Es fácil hablar de “seguridad” cuando se está al amparo de la fuerza, pero la verdadera seguridad no se forja en la opresión, sino en la justicia. No hay paz en un lugar donde la libertad está encarcelada tras muros y alambradas. No hay seguridad en una tierra donde las niñas y niños crecen con el eco de las explosiones en lugar de las canciones de cuna.
La narrativa de dos bandos en conflicto es una falsedad o una simplificación cruel que ignora la realidad del gigantesco desequilibrio, de la asimetría brutal que define este enfrentamiento. Mientras un lado despliega su poderosa y sofisticada maquinaria de guerra, el otro busca refugio entre los escombros de lo que una vez fue hogar. No se trata de una guerra justa; se trata de la supervivencia de un pueblo frente a una maquinaria colosal que, bajo el pretexto de la seguridad, perpetúa el genocidio, el sufrimiento y la desesperanza.
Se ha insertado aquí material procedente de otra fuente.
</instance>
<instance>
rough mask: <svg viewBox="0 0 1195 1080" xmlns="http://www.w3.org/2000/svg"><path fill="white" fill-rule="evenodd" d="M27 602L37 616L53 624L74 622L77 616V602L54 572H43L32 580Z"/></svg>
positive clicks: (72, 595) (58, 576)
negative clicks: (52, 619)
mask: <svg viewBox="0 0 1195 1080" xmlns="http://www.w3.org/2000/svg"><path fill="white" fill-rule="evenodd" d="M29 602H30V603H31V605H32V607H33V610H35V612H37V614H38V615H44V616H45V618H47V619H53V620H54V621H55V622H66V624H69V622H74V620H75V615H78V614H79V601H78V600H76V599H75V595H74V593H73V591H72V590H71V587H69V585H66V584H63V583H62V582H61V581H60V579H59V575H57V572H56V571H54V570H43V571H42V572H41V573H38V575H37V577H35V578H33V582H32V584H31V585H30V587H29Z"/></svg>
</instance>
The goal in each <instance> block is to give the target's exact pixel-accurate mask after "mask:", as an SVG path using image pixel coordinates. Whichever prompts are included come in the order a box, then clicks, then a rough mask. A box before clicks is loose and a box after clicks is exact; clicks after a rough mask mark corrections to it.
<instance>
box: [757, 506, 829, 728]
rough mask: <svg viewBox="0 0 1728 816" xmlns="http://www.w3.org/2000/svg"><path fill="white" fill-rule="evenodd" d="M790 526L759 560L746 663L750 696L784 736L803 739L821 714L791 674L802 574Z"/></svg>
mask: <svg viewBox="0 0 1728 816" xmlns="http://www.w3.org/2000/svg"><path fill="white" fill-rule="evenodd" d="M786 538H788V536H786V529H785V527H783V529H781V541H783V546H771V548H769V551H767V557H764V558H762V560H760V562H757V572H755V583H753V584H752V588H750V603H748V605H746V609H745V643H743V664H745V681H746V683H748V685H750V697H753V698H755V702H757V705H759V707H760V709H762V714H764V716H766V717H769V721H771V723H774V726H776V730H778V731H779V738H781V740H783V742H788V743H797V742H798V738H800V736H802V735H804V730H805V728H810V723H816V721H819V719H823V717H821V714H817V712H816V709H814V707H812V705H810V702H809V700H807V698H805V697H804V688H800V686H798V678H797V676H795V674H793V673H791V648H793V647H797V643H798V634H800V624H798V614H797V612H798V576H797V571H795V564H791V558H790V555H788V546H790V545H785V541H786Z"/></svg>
El grito de Palestina no es solo un grito de dolor; es un llamado a la conciencia del mundo. Es un ruego por el reconocimiento de su humanidad, por el fin de la ocupación, por la libertad de vivir sin el temor constante de la muerte que desciende del cielo. Es un llamado a ver, a escuchar, a actuar. Porque en las cenizas de Gaza, en las calles de Cisjordania, en los ojos de las niñas y niños palestinos que no conocen un día sin miedo, se refleja la urgencia de la justicia.
Que las palabras no sean solo ecos vacíos en el viento, que la poesía no sea solo un consuelo pasajero. Que las acciones sigan al clamor, que la humanidad despierte de su letargo. Porque mientras haya hombres y mujeres que sufren, niños y niñas que lloran en la noche por un padre que no volverá, mientras haya una madre que vela por sus muertos, la responsabilidad recae sobre todos nosotros. No es solo una lucha de Palestina; es una lucha por la dignidad humana, por la libertad, por el derecho a existir en paz.